Ni el frío de la madrugada ni las largas horas de espera apagaron el entusiasmo de cientos de familias que llegaron a la avenida Brasil para vivir de cerca la Gran Parada y Desfile Cívico Militar.
Desde la noche anterior, asistentes de Arequipa, Chiclayo y distintos distritos de Lima ocuparon las veredas con desayunos, almuerzos y sillas para asegurar el mejor lugar.
Entre los asistentes destacó una adulta mayor de 85 años, quien cumplió el sueño de presenciar el desfile en primera fila. Su emoción se sumó a la de miles de personas que acompañaron la ceremonia con banderas y arengas.
Desde las 10 de la noche anterior, decenas de familias, grupos de amigos y vecinos ocuparon la avenida Brasil para asegurar un buen lugar.
Con banderas, stickers y prendas con los colores patrios, esperaron durante horas el inicio de la ceremonia.

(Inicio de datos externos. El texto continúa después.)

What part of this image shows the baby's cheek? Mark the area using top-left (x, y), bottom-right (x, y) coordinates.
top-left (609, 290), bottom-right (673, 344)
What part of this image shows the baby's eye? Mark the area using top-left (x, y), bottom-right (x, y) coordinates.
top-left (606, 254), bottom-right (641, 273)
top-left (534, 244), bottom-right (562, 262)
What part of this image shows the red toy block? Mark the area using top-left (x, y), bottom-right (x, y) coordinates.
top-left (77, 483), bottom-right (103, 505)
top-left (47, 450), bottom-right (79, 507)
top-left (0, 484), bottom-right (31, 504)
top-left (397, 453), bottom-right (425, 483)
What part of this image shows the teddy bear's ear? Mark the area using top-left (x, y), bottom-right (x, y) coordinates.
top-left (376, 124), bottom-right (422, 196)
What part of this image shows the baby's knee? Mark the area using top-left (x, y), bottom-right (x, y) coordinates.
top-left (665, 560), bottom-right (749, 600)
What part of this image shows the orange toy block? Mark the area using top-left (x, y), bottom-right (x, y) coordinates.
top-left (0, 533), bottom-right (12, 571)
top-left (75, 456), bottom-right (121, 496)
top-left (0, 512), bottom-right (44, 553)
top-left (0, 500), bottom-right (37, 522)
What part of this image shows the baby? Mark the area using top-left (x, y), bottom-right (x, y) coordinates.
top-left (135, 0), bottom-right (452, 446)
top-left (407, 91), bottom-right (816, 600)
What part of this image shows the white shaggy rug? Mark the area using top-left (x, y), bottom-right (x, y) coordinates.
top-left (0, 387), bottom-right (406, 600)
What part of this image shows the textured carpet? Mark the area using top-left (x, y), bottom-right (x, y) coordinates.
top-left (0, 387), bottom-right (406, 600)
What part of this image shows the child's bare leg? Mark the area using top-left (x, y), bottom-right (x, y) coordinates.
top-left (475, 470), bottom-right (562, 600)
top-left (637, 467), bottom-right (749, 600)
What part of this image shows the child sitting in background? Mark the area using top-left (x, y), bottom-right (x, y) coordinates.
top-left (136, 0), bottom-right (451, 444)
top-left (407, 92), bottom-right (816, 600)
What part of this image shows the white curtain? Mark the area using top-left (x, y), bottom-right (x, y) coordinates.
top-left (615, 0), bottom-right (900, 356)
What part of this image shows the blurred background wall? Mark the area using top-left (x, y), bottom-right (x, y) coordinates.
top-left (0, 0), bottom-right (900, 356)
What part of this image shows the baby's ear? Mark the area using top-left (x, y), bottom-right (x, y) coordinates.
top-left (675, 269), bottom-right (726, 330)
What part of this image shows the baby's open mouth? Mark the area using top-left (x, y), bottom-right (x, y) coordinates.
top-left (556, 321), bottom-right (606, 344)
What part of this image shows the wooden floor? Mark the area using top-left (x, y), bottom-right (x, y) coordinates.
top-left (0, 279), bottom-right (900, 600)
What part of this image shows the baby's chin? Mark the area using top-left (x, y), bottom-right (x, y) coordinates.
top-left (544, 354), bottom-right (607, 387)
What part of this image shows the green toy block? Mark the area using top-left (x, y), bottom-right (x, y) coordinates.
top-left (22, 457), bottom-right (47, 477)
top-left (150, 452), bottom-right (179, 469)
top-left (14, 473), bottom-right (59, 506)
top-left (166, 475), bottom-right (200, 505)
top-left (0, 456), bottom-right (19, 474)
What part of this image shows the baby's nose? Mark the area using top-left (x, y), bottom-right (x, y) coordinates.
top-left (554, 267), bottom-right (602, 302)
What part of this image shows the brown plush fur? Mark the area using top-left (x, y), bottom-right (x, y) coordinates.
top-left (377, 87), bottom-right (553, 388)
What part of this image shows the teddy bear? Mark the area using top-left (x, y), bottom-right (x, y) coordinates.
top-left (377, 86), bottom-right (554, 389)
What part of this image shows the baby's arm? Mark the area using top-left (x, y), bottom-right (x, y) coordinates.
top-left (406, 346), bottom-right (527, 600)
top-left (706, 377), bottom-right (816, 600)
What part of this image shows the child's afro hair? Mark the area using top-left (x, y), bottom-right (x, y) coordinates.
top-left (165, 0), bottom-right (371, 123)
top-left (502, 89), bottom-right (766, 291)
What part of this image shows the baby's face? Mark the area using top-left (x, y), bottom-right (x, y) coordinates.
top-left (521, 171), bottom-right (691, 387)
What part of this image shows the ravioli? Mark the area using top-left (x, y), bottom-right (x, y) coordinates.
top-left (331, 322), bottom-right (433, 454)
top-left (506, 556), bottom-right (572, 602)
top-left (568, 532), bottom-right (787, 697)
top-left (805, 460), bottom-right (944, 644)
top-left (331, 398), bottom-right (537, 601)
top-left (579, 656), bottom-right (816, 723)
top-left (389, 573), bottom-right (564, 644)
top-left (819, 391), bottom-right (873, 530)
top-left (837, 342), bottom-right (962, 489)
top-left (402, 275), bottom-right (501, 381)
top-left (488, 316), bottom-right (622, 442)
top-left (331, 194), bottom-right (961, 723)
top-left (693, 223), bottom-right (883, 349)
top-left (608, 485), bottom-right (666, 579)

Entre ellos estuvo una mujer que contó haber llegado a la medianoche y pasar toda la noche sentada para no perder su ubicación.
También destacó una adulta mayor de 85 años, natural de Arequipa, quien cumplió el sueño de presenciar por primera vez la Gran Parada y Desfile Cívico Militar.
El paso de las Fuerzas Armadas y la Policía Nacional del Perú despertó el entusiasmo del público, que respondió con aplausos y arengas de “¡Perú, Perú!” para expresar su orgullo por el país.
Mientras esperaban el inicio del desfile, muchas familias compartieron los alimentos que llevaron desde casa, convirtiendo la jornada en una verdadera celebración.
El evento reunió a miles de personas en un ambiente de unión y fervor patrio.